Some doctors are skilled in a clinical technique called epiluminescence microscopy (also called dermatoscopy or dermoscopy). They may use a variety of instruments to evaluate the pigment and blood vessel pattern of a mole without having to remove it. Sometimes the findings support the diagnosis of possible melanoma, and at other times, the findings are reassuring that the spot is nothing to worry about. The gold standard for a conclusive diagnosis, however, remains a skin biopsy.
What is the treatment for melanoma?
In general, melanoma is treated by surgery alone. Doctors have learned that surgery does not need to be as extensive as was thought years ago. When treating many early melanomas, for instance, surgeons only remove 1 centimeter (less than ½ inch) of the normal tissue around the melanoma. Deeper and more advanced cancers may need more extensive surgery.
Depending on various considerations (tumor thickness, body location, age, etc.), the removal of nearby lymph nodes may be recommended. For advanced disease, such as when the melanoma has spread to other parts of the body, treatments like immunotherapy or chemotherapy are sometimes recommended. Many of these treatments are still experimental and, for that reason, their use may be limited to patients willing to participate in a research study.
An Internet search will name a variety of home remedies and natural products for the treatment of skin cancers, including melanoma. These include the usual topical and systemic antioxidants and naturopathic immune stimulators. There is no scientific data supporting any of these, and their use may lead to unnecessary delay in better established treatments, possibly with tragic results.
How do doctors determine the staging and prognosis (outlook) of a melanoma?
The most useful criterion for determining prognosis is tumor thickness. Tumor thickness is measured in fractions of millimeters and is called the Breslow's depth. A related prognostic measure is the Clark's level, which describes how many skin layers the melanoma penetrates. The lower the Clark's level and the smaller the Breslow's depth, the better the prognosis. Any spread to lymph nodes or other body locations dramatically worsens the prognosis.

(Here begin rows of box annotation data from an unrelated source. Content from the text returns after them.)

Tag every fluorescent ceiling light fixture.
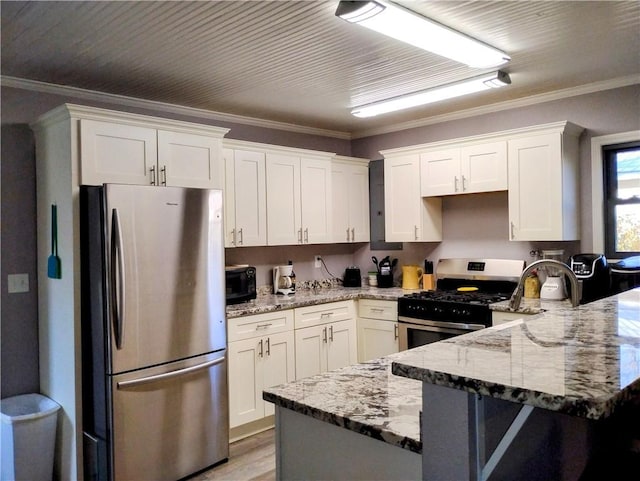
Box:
[351,70,511,117]
[336,1,511,68]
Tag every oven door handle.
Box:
[398,316,489,331]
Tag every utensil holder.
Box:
[422,274,436,291]
[377,274,393,287]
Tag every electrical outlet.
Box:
[7,274,29,294]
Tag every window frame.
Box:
[602,141,640,259]
[591,130,640,260]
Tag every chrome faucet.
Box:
[509,259,580,311]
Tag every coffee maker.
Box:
[273,263,296,296]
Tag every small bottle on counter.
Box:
[524,271,540,299]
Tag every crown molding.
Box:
[351,75,640,139]
[0,75,351,140]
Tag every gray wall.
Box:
[0,85,640,397]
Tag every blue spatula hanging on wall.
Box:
[47,204,62,279]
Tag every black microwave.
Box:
[224,266,256,304]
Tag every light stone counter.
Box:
[227,286,410,319]
[392,289,640,419]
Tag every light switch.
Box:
[7,274,29,294]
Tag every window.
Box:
[603,142,640,259]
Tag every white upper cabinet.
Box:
[331,157,370,242]
[80,119,158,185]
[78,106,228,189]
[420,141,507,197]
[223,143,267,247]
[382,152,442,242]
[509,122,582,241]
[158,130,224,189]
[266,151,332,245]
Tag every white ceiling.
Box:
[0,0,640,136]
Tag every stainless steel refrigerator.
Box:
[80,184,229,481]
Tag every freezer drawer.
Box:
[112,350,229,481]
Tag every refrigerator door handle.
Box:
[111,209,126,349]
[117,356,225,389]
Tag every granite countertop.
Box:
[227,286,410,319]
[258,287,584,453]
[263,354,422,453]
[392,288,640,419]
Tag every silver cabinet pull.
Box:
[110,209,126,349]
[160,165,167,185]
[117,356,225,389]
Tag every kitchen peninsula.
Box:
[263,289,640,480]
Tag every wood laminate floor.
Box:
[188,429,276,481]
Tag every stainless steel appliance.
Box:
[398,259,525,350]
[224,265,257,305]
[569,254,611,304]
[80,184,229,481]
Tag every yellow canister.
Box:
[524,274,540,299]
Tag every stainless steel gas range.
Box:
[398,259,525,350]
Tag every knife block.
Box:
[422,274,436,291]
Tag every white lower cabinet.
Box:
[228,310,295,428]
[294,301,358,379]
[358,299,399,362]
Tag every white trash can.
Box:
[0,394,60,481]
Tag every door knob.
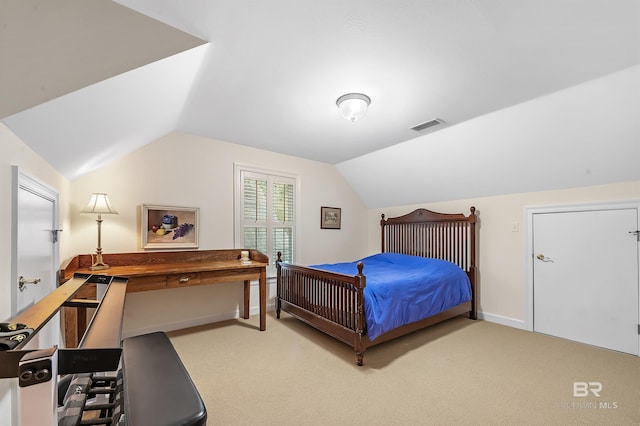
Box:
[18,275,40,291]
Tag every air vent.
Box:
[409,118,444,132]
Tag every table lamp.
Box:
[80,192,118,270]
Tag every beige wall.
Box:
[70,133,367,336]
[368,181,640,327]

Thin melanomas, those measuring less than 1 millimeter, have excellent cure rates, generally with local surgery alone. The thicker the melanoma, the less optimistic the prognosis. Early diagnosis and treatment are essential.
Melanoma may be staged as any other tumor according to thickness and other factors. The staging of a cancer refers to the extent to which it has spread at the time of diagnosis, and staging is used to determine the appropriate treatment. Stages 1 and 2 are confined to the skin only and are treated with surgical removal with the size of margins of normal skin to be removed determined by the thickness of the melanoma. Stage 3 refers to a melanoma that has spread locally or through the usual lymphatic drainage. Stage 4 refers to distant metastases to other organs, generally by spread through the bloodstream.
What is recurrent melanoma?
Recurrent melanoma can be a recurrence of new tumor at the site of a previous tumor, such as in, around, or under the surgical scar. It may also refer to the appearance of metastatic melanoma in other body sites such as skin, lymph nodes, brain, or liver after the initial tumor has already been treated. Recurrence is most likely to occur within the first five years, but new tumors felt to be recurrences may show up decades later. Sometimes it is difficult to distinguish recurrences from new primary tumors.